# Voodoo Sound coming to Strat?



## acousticguitar (Mar 16, 2012)

Just wondering if there was anyone wokring on getting Voodoo Sound on the Strat, or if the paid app works. Really want to get my hands on something that sounds better than the current settings on the Strat.


----------



## dwitherell (Jul 23, 2011)

acousticguitar said:


> Just wondering if there was anyone wokring on getting Voodoo Sound on the Strat, or if the paid app works. Really want to get my hands on something that sounds better than the current settings on the Strat.


I'm pretty sure this is in rhcps kernel - once you flash that you just need to grab the voodoo sound app from the market.


----------



## acousticguitar (Mar 16, 2012)

Great, thanks. Wasn't sure, so felt I should ask!


----------



## redwizard69 (Feb 26, 2012)

acousticguitar said:


> Great, thanks.

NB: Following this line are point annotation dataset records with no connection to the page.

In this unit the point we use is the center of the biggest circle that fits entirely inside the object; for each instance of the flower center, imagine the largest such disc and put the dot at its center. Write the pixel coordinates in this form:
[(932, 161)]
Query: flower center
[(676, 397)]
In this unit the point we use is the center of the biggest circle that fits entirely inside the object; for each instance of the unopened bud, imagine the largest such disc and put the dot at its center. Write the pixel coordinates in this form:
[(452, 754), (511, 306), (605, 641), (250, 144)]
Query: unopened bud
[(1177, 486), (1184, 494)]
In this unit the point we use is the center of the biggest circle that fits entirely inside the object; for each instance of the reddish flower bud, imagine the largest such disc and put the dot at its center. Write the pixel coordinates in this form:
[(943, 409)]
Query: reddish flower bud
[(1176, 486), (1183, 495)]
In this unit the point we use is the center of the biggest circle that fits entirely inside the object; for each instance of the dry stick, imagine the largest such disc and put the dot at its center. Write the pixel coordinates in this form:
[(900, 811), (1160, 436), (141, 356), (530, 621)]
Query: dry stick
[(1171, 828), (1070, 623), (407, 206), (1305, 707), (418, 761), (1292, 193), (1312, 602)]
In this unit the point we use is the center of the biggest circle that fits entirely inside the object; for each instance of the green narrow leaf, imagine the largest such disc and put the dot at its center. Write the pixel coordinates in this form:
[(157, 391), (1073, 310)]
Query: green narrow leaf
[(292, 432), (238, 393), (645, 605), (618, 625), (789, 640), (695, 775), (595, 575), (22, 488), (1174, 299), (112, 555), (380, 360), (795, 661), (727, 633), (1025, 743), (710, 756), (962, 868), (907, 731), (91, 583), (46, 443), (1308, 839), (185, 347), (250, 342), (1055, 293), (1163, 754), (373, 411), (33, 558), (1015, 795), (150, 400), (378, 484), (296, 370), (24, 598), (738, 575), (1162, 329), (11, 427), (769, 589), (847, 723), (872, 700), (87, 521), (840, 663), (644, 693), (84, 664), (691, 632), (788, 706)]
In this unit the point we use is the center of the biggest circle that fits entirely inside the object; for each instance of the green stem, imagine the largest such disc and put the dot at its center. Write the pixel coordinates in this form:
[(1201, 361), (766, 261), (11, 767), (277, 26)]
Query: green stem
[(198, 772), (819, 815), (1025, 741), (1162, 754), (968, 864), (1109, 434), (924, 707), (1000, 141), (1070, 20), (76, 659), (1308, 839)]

Wasn't sure, so felt I should ask!


 Use POWERAMP...it absolutely rocks my Strat


----------



## striker1211 (Mar 1, 2012)

dwitherell said:


> I'm pretty sure this is in rhcps kernel - once you flash that you just need to grab the voodoo sound app from the market.


I would just like to confirm that yes it is in the rhcp kernel (in tweakstock 1.4) and works great.


----------